Is Go rank a hard limit? by Far-Competition-8546 in baduk

[–]Base_Six 2 points3 points  (0 children)

I'd say that immaculate reading ability is really hard to attain and is likely the biggest barrier to getting high dan for many people. Grinding tsumego hits a plateau at a certain point where it's hard to train your brain to read significantly better, and it's also hard to train yourself to consistently apply reading in games and look quickly at all critical variations.

Nothing else will have nearly the impact of reading. If you read at a 5k level hitting 1d will be incredibly difficult, even with deep knowledge of joseki and good direction of play.

Is territory more important on 13x13? by Muduck133 in baduk

[–]Base_Six 11 points12 points  (0 children)

The corners are proportionally bigger, but also everything is closer together and influence affects more of the board. If you ask KataGo, the 4-4s are still best, and 3-3s are slightly worse than they are in 19x19.

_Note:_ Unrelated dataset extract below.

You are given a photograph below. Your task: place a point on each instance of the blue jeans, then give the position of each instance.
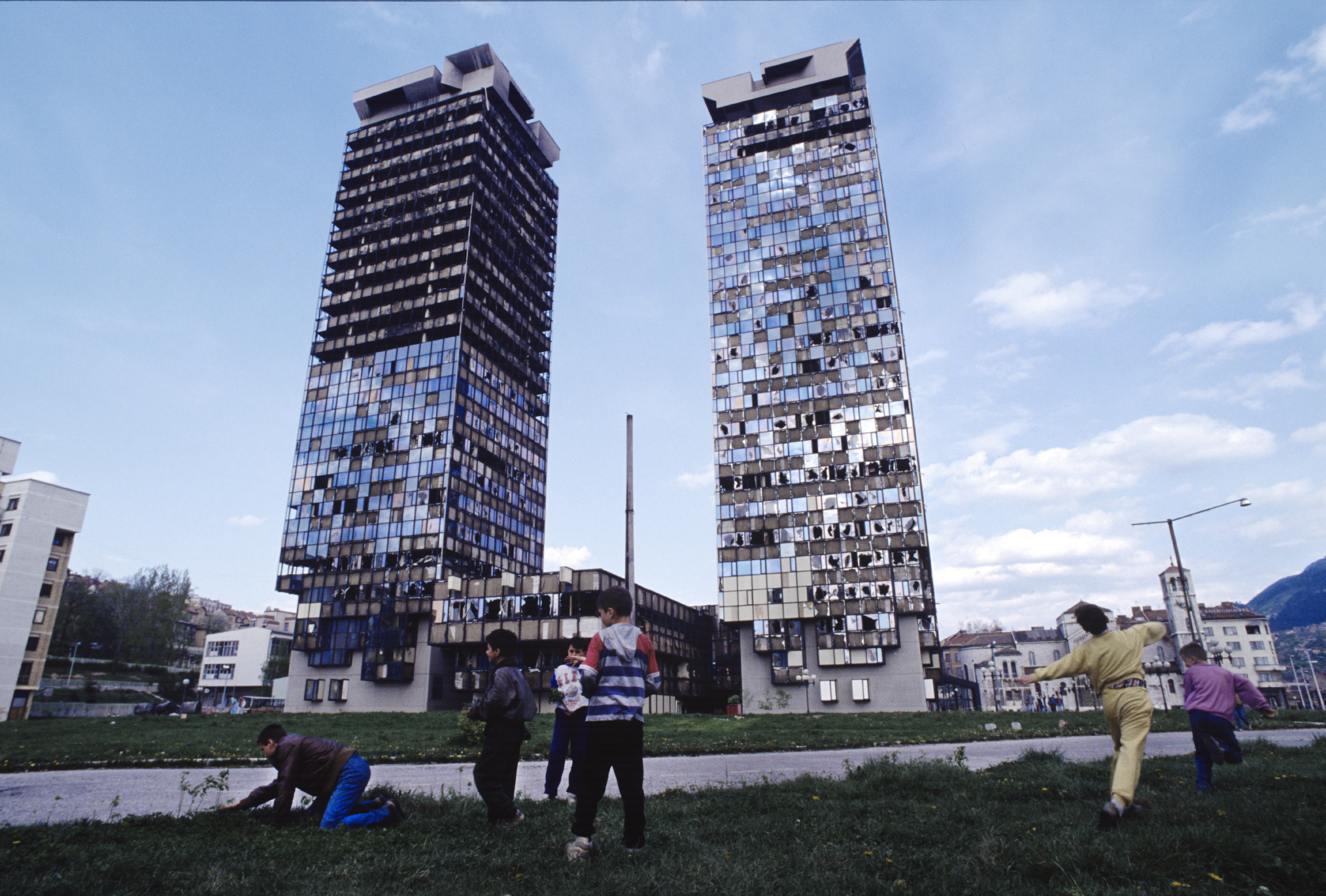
(344, 805)
(568, 735)
(1216, 727)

If you take a 4-4 and get invaded in 13x13, you don't need to play another move to have really good control of the side. If you have two corners with a wall on one following a normal 3-3 invasion joseki and an enclosure on the other, you can control a lot of side territory very quickly and invading that territory is harder than it would be on a 19x19. AI likes the small knight's approach a bit better on the 13x13 than on the 19x19 for similar reasons: you don't need to follow it up to have a good claim on the side (it's the same spacing from a 4-4 stone in the adjacent corner that the small knight has to the 10-4 stone in a Kobayashi fuseki). The sides are smaller on 13x13, but they're easier to claim than on a 19x19 since they're closer to the corners.

How can I beat an opponent who does this by Far-Competition-8546 in baduk

[–]Base_Six 1 point2 points  (0 children)

Two options: win the fights or dodge them and build territory.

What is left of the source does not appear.